Corporate Travel and Time Off Policy Introduction This policy establishes clear guidelines and procedures for time off and corporate travel for employees. It aims to ensure fair and consistent application throughout the organization while supporting operational needs. Annual Paid Time Off (PTO) Entitlement ● PTO Allocation: All employees receive five weeks (25 working days) of PTO per calendar year . ● Accrual of PTO: PTO accrues monthly based on the annual entitlement. ● Carryover: Unused PTO cannot be carried over to the next year . Employees are encouraged to utilize their PTO within the accrual year . Time Off Beyond PTO ● Managerial Approval: Additional time off beyond the allocated five weeks requires prior approval from the employee's direct manager . ● Request Procedure: Submit time off requests at least four weeks in advance for any period exceeding annual PTO. ● Considerations for Approval: Managers will assess the operational impact, employee performance and attendance, and 

----

## TASK: Establish a connection to Amazon Bedrock Runtime

In [7]:
# CODE HERE

In [8]:
import boto3

bedrock_runtime = boto3.client(region_name='us-east-1', service_name='bedrock-runtime')

## TASK: Engineer a Prompt that takes in a user question about the PDF text and then inserts the text as context.

**For an example user question, try: "How many working days of PTO do employees get?"**

In [9]:
#CODE HERE

In [10]:
pdf_text = read_pdf_text('Corporate_Travel_Policy.pdf')
user_question = "How many working days of PTO do employees get?"

In [11]:
prompt = f"Answer the following questions: {user_question}. Here is the reference text:\n{pdf_text}"

## TASK: Test your prompt by calling it with an Amazon Bedrock Model, choose any model you prefer.

In [12]:
# CODE HERE

In [13]:
import json

body = json.dumps({'inputText': prompt, 'textGenerationConfig': {'temperature':0, 'maxTokenCount':4096}})

In [14]:
response = bedrock_runtime.invoke_model(body=body, modelId='amazon.titan-text-express-v1')
response_body = json.loads(response.get('body').read())
print(response_body['results'][0]['outputText'])

 It is important to note that these policies are subject to change and may be modified by the company based on business needs and legal requirements.


## OPTIONAL TASK: Create one single function that takes in a PDF and a user question, then returns the answer via the LLM call.
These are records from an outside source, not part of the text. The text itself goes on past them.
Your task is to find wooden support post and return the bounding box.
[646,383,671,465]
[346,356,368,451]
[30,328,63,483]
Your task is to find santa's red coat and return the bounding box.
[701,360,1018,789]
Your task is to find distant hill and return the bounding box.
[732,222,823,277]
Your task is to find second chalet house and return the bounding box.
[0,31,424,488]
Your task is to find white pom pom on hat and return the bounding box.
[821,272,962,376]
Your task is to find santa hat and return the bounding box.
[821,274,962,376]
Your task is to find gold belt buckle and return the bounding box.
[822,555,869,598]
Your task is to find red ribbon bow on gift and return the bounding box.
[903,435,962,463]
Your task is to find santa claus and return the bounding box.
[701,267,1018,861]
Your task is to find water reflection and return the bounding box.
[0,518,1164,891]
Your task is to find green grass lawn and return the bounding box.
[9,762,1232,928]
Basically just create a single function out of everything you just did above.

In [15]:
# COMBINE ALL YOUR CODE HERE TO ONE NICE FUNCTION

In [17]:
from PyPDF2 import PdfReader

def answer_with_context(user_question,pdf_filepath):
    
    reader = PdfReader(pdf_filepath)
    page = reader.pages[0]
    pdf_text = page.extract_text().replace('\n',' ')
    
    prompt = f"Answer the following question: {user_question}. Here is the reference text:\n{pdf_text}"
    
    body = json.dumps({
    "inputText": prompt,
    "textGenerationConfig": {
        "temperature": 0,
        "maxTokenCount": 4096
        }
    })
    
    response = bedrock_runtime.invoke_model(body=body, modelId="amazon.titan-text-express-v1")
    response_body = json.loads(response.get('body').read())
    return response_body["results"][0]["outputText"]

In [18]:
result = answer_with_context("How many working days of PTO do employees get per year?", "Corporate_Travel_Policy.pdf")
print(result)

 By adhering to these policies, we can ensure that time off and corporate travel are managed effectively, promoting work-life balance, employee satisfaction, and efficient operations within the organization.